Prepare Your Pipeline

Prepare Your Pipeline#

Once the data has been prepared, the easiest way to run UNIQUE is through the Pipeline object. Pipeline allows you to run the uncertainty quantification benchmark in an end-to-end fashion.

In order to tell UNIQUE which inputs to use and which UQ methods to evaluate, you need to prepare a configuration file. This is a yaml file which contains all the specifications needed to retrieve and run the UNIQUE pipeline.

Available Configuration Arguments#

The Pipeline configuration options can be either provided through a yaml file - and then loaded using from_config() - or directly to the Pipeline object at initialization.

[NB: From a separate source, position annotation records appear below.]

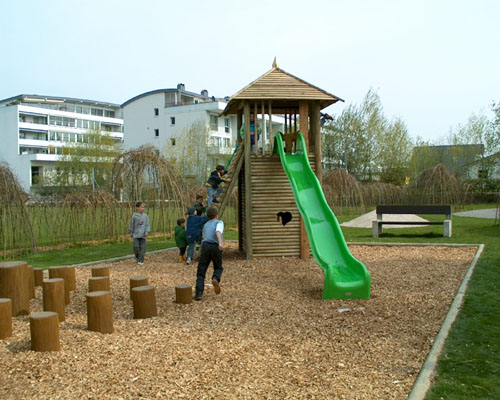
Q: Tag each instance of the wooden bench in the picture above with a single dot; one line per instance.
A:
(381, 210)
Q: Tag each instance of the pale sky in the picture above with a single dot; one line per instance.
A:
(433, 63)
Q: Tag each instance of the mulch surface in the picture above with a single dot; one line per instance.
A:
(268, 335)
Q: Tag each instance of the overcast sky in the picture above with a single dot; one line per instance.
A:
(433, 63)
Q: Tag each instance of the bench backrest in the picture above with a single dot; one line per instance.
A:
(414, 210)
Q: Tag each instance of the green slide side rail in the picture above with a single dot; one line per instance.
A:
(345, 277)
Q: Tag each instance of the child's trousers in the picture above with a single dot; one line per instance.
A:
(139, 249)
(209, 252)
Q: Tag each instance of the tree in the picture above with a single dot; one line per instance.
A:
(364, 142)
(87, 163)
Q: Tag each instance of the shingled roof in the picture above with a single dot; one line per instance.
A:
(283, 89)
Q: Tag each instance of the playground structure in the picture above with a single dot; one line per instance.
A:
(285, 179)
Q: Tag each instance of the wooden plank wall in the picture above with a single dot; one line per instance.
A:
(271, 193)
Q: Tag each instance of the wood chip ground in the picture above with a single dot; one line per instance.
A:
(268, 335)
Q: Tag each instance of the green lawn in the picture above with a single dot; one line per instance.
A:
(469, 366)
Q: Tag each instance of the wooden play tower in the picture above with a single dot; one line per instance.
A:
(263, 188)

Full list of available `Pipeline` configuration arguments.#
Argument Name	Type	Description	Additional Information
`data_path`	`str`	Full path to the prepared input dataset. Supported formats: `csv`, `json`, `pkl`.	Check out Prepare Your Data for more details.
`output_path`	`str`	Full path to the output directory where to save `UNIQUE`’s outputs (figures, tables, models, etc.).	Check out Usage and the Examples for more details.
`id_column_name`	`str`	Name of the column containing the unique data IDs. Use `"index"` if there are no such identifiers or column in your dataset.	Check out Prepare Your Data for more details.
`labels_column_name`	`str`	Name of the column containing the target labels/values used to train your predictive model.
`predictions_column_name`	`str`	Name of the column containing the point-wise, final predictions from your predictive model.
`which_set_column_name`	`str`	Name of the column containing the specification of which subset the datapoint belongs to. Subsets must either be: `"TRAIN"`, `"TEST"`, `"CALIBRATION"`.	Check out Prepare Your Data for more details.
`model_name`	`str`	Name of your predictive model. Only used for logging purposes.
`problem_type`	`str`	Predictive task of the model. Must be either: `"classification"`, `"regression"`.
`mode`	`str`	Modality by which to sum variances and distance-based UQ methods to compute `SumOfVariances`. Allowed modalities: `"compact"`, `"full"`, `"extended"`.	Check out `AnalyticsMode` for more details.
`inputs_list`	`list[UniqueInputType]` or `list[dict[str, Any]]`	List of pre-initialized `UniqueInputType` (if configuring `Pipeline` directly) or a list of the `UniqueInputType` names and their corresponding arguments as dictionaries (if configuring `Pipeline` via a `yaml` file).	Check out Input Types Specification for more details on `UniqueInputType` and Configuration Template for more details on how to populate the inputs list in the `yaml` file.
`error_models_list`	`list[UniqueErrorModel]` or `list[dict[str, Any]]`	List of pre-initialized `UniqueErrorModel` (if configuring `Pipeline` directly) or a list of all the `UniqueErrorModel` names and their corresponding arguments as dictionaries (if configuring `Pipeline` via a `yaml` file).	Check out Error Models and Available Inputs & UQ Methods for more details on available error models.
`individual_plots`	`bool`	Whether to plot each computed UQ method’s evaluation plots. Note: the plots of the overall best UQ methods are always saved (displaying to screen depends on `display_outputs`).
`summary_plots`	`bool`	Whether to plot the summary plots with all UQ methods. Note: the summary plots are always saved (displaying to screen depends on `display_outputs`).
`save_plots`	`bool`	Whether to save the individual plots (if enabled via `individual_plots`).
`evaluate_test_only`	`bool`	Whether to evaluate the UQ methods against the `"TEST"` set only. If “False”, evaluation will be carried out for the `"TRAIN"` and `"CALIBRATION"` subsets as well.	Check out Input Data Preparation for more details.
`display_outputs`	`bool`	Whether to display the enabled plots and output tables to screen. Only works if running `UNIQUE` in a JupyterNotebook cell.
`n_bootstrap`	`int`	Number of bootstrapping samples to use. Default is 500 (even if `n_bootstrap` is not specified explicitly). Note: bootstrapping for selecting the overall best UQ methods is always run (unless the `Pipeline._bootstrap` is set to `False`).
`verbose`	`bool`	Whether to enable “DEBUG”-level logging verbosity. “INFO”-level messages are always printed to `stdout`.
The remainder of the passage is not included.